What we call normal in many societies today, is to a large degree burdened belief systems formed by the trauma of the past that we pass on and on and on through the generations.
Therefore there is always a good reason why we parent the way we do. There is no need to beat yourself up about things you have done or should have done. Because nobody is perfect and we all do the best we can. When we learn to do something different or better, then we can do that.
It is never too late to heal, change and to clean up after ourselves.
Becoming conscious of ourselves and our parts, is a way of choosing what we pass on and what ends with us; what gets healed with us.
Cooperation is an amazing social skill we all have. We learn to fit in and play by the rules, which is really good and healthy. Only when our parents have rigid and burdened parts (which we all do in one way or another), do we over-cooperate and turn away from our integrity; from what we feel is right.
Children always cooperate with their parents. And when you can’t see it, look harder.

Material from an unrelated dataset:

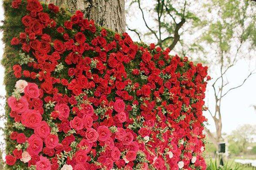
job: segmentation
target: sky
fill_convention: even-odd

When we are taught not to be angry, we exile the anger inside.
When “big boys don’t cry” we exile the vulnerability.
But as we over-cooperate, our inner system create strong protectors and that anger and sadness will come out in different more extreme ways, to uphold the inner balance.
As healthy and social human beings we don’t need to choose either ourselves — integrity — or to be part of society — cooperation.
Instead we need to re-learn to have a flexible system where our boundaries towards other people can open and close to fit how we feel inside and who we interact with.
One of the most important jobs of a family, is to teach all its members that they can be themselves without loosing the love of their parents. To be ourselves together is to be flexible in the flow between integrity and cooperation.